Calvin
Calvin

Reputation: 309

How to fix mod_rewrite regex from producing 500 and 404 errors

I have the following line in my .htaccess

RewriteRule ^folder/(.*)$ /folder/?value=$1 [L]

This always gives me a 500 internal error when I have anything at http://website.com/folder/value.

If I simply change it to

RewriteRule ^folder/(.*)\.html$ /folder/?value=$1 [L]

It sends me properly to http://website.com/folder/value.html with value.html being set in the $_GET.

I want to be able to accept anything such as value, value.com, value-4, otheritem.

Any ideas on why my regex is 500 Internal Server Error'ing everytime?

Upvotes: 1

Views: 181

Answers (3)

Salman Arshad
Salman Arshad

Reputation: 272246

Here is what happens with this rule:

RewriteRule ^folder/(.*)$ /folder/?value=$1 [L]
  • The requested URL /folder/test matches the pattern and rewritten as /folder/?value=test
  • Rewriting stops because of [L] flag

However, since the path/filename changed (/folder/test became /folder/), mod_rewrite will perform another iteration:

  • The rewritten URL /folder/?value=test matches the pattern and rewritten as /folder/?value=
  • Repeat

As mentioned in other comments/answers, change * to + and it should solve the problem.

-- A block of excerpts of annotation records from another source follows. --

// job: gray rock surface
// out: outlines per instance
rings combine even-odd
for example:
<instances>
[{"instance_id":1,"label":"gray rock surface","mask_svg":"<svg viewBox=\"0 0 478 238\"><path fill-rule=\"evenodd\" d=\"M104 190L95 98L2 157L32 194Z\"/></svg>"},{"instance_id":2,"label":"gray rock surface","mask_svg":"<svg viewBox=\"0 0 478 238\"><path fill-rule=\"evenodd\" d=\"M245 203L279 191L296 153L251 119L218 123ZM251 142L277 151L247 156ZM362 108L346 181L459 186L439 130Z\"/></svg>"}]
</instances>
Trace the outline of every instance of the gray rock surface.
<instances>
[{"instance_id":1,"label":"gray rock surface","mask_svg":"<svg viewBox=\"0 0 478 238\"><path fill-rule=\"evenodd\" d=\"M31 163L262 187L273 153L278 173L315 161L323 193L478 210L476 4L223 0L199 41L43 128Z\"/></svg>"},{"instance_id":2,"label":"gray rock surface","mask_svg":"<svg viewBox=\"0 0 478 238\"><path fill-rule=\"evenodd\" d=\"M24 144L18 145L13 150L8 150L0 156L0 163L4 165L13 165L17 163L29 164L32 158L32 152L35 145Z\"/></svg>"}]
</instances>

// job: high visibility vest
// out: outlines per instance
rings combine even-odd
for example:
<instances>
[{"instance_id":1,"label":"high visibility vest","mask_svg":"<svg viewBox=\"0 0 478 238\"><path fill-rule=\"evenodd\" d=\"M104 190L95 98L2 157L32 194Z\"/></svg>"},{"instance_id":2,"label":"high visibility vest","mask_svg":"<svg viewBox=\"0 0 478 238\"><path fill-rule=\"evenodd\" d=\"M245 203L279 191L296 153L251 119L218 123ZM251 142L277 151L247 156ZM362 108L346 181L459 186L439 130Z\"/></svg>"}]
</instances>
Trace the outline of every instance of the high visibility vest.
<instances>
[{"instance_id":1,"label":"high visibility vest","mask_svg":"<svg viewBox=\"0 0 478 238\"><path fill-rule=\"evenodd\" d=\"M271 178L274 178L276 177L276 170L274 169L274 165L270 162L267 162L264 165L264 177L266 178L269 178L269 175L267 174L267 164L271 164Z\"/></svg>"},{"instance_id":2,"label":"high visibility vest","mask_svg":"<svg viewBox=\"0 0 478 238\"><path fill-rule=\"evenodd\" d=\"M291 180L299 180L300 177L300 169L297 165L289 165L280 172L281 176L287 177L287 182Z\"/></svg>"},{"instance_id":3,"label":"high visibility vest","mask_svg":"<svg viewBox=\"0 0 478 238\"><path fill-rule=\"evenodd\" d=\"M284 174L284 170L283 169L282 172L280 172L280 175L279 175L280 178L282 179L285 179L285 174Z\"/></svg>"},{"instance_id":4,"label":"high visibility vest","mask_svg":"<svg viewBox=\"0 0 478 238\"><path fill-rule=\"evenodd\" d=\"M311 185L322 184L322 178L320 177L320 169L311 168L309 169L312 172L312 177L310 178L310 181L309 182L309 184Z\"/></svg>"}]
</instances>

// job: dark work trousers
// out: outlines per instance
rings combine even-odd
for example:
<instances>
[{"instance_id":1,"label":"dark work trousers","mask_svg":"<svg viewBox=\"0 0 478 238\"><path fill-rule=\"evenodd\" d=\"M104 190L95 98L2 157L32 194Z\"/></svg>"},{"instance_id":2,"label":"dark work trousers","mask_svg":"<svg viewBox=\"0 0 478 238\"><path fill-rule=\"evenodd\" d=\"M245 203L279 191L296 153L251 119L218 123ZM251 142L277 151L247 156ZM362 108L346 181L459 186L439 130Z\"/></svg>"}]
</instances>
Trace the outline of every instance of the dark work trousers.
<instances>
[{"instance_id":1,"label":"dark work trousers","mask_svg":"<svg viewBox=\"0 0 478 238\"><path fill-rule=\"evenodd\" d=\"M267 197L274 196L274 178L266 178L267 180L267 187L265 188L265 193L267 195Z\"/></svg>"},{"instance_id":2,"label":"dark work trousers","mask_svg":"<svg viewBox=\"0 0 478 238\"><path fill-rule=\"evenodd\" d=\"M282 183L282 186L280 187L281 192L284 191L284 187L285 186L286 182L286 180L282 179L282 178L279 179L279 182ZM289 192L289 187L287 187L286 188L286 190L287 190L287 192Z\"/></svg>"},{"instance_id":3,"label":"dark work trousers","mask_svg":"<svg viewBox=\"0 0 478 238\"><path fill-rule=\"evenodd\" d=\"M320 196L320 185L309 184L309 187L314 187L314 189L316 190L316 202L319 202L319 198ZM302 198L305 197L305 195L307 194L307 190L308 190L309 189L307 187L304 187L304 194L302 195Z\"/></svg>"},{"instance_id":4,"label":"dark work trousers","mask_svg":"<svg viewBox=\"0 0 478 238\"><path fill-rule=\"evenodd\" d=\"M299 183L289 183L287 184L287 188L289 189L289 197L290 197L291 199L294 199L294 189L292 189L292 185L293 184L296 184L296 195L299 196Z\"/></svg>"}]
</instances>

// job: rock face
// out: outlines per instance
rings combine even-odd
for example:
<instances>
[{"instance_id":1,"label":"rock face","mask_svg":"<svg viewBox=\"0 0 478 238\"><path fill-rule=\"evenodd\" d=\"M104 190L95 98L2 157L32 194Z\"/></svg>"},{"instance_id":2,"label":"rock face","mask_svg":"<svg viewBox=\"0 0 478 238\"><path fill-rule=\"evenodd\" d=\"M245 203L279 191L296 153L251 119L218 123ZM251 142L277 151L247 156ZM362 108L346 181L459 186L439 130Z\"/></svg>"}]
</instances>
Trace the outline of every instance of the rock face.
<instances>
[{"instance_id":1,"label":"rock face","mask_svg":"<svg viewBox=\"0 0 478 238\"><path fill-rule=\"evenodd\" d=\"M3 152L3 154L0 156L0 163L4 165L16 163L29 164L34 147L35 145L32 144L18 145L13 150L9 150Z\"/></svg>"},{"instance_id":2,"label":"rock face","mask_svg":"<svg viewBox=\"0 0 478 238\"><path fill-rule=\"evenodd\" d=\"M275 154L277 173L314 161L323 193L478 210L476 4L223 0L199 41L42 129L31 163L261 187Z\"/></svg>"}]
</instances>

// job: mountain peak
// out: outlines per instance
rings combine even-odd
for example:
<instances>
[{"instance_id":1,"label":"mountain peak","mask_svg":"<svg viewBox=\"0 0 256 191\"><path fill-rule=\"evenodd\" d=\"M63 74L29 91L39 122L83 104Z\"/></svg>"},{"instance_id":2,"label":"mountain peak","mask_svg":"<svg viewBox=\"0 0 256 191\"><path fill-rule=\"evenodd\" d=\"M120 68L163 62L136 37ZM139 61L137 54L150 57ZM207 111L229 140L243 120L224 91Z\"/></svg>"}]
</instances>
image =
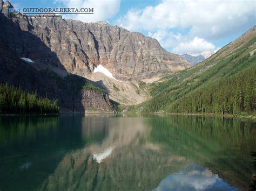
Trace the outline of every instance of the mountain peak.
<instances>
[{"instance_id":1,"label":"mountain peak","mask_svg":"<svg viewBox=\"0 0 256 191\"><path fill-rule=\"evenodd\" d=\"M214 53L214 52L213 51L209 50L197 54L187 52L182 54L181 56L193 65L196 65L207 59Z\"/></svg>"}]
</instances>

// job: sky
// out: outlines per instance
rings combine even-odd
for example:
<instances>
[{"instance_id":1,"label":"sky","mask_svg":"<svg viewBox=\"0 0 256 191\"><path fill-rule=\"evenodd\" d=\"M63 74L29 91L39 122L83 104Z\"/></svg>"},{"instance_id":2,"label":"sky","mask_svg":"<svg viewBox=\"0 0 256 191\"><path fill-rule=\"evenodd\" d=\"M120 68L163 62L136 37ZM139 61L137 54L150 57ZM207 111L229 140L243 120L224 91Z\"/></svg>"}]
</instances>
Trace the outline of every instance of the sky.
<instances>
[{"instance_id":1,"label":"sky","mask_svg":"<svg viewBox=\"0 0 256 191\"><path fill-rule=\"evenodd\" d=\"M9 1L21 9L93 8L93 15L66 15L63 18L87 23L104 21L141 32L179 54L216 51L256 24L255 0Z\"/></svg>"}]
</instances>

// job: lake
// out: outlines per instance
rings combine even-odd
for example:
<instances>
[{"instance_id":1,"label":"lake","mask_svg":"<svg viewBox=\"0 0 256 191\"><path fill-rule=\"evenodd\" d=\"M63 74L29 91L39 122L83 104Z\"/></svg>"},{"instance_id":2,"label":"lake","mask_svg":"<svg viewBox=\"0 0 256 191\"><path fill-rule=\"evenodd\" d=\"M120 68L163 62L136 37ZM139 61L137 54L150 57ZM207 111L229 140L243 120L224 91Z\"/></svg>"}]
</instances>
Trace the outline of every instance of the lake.
<instances>
[{"instance_id":1,"label":"lake","mask_svg":"<svg viewBox=\"0 0 256 191\"><path fill-rule=\"evenodd\" d=\"M0 117L0 190L248 190L255 122L192 116Z\"/></svg>"}]
</instances>

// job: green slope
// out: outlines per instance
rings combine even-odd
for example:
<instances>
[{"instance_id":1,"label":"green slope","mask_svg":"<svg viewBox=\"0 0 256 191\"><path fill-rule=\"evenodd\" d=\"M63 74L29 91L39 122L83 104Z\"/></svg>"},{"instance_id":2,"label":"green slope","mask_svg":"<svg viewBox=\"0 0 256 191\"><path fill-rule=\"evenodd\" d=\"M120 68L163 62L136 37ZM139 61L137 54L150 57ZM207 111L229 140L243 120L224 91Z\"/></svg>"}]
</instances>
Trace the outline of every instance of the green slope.
<instances>
[{"instance_id":1,"label":"green slope","mask_svg":"<svg viewBox=\"0 0 256 191\"><path fill-rule=\"evenodd\" d=\"M255 111L256 26L208 59L151 86L143 112L251 114Z\"/></svg>"}]
</instances>

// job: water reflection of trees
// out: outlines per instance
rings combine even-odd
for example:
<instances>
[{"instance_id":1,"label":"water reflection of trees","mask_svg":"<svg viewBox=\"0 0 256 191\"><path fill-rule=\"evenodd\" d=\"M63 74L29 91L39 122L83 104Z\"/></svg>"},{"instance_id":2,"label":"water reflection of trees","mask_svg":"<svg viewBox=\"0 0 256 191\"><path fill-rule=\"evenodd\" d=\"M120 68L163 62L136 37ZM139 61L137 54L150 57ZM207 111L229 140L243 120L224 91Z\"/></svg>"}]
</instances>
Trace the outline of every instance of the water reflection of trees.
<instances>
[{"instance_id":1,"label":"water reflection of trees","mask_svg":"<svg viewBox=\"0 0 256 191\"><path fill-rule=\"evenodd\" d=\"M208 167L239 189L248 189L252 171L248 153L256 147L253 122L172 116L149 124L153 143Z\"/></svg>"}]
</instances>

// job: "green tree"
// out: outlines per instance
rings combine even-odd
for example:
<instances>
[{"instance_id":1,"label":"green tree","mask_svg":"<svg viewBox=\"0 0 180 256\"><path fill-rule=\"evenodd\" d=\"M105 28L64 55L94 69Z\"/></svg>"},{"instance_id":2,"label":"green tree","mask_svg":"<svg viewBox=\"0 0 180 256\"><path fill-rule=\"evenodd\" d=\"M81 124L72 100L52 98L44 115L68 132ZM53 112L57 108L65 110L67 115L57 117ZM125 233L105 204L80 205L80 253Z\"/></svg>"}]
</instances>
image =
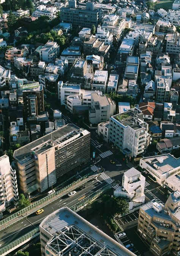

If /folder/ exists and contains index.php then one extra line is needed:

RewriteCond %{REQUEST_FILENAME} !-f
RewriteRule ^folder/(.+)$ /folder/?value=$1 [L]

What happens is that after re-writing, Apache serves the default document for the existing directory which fires another iteration of rewriting. The condition prevents mod_rewrite from changing /folder/index.php?value=test back to /folder/?value=index.php.

Upvotes: 1

Felipe Alameda A
Felipe Alameda A

Reputation: 11809

You may try this approach that treats both /folder and value (The value of key "value") as dynamic strings, regardless of their format.

RewriteEngine On
RewriteBase /
RewriteCond %{REQUEST_FILENAME} !-f
RewriteCond %{REQUEST_FILENAME} !-d
RewriteCond %{REQUEST_URI}  .*/([^/]+)/([^/]+)/?   [NC]
RewriteRule .*       %1/?value=%2      [L]

It maps internally a URL like this one:

http://website.com/anyfolder/anyvalue or

http://website.com/any/number/of/folders/anyfolder/anyvalue

To:

http://website.com/anyfolder/?value=anyvalue

Of course /anyfolder must exist in the mapped URL, otherwise there will be a 404 error.

This rule-set was tested in a real server without problems.

Upvotes: 1

Jon Lin
Jon Lin

Reputation: 143906

You're probably getting 500 errors, because your rules are looping. The target of your rule matches the pattern itself (/folder/?value=value matches ^folder/(.*)$ because the query string is stripped before matching). Try including conditions to apply to the rule, something like:

RewriteCond %{REQUEST_FILENAME !-f
RewriteCond %{REQUEST_FILENAME !-d
RewriteRule ^folder/(.*)$ /folder/?value=$1 [L]

Or:

RewriteCond %{REQUEST_URI} !^/folder/?$
RewriteRule ^folder/(.*)$ /folder/?value=$1 [L]

But technically what @Suku suggested should work:

RewriteRule ^folder/(.+)$ /folder/?value=$1 [L]

In my test apache instance, all of the above works while RewriteRule ^folder/(.*)$ /folder/?value=$1 [L] loops (and returns a 500).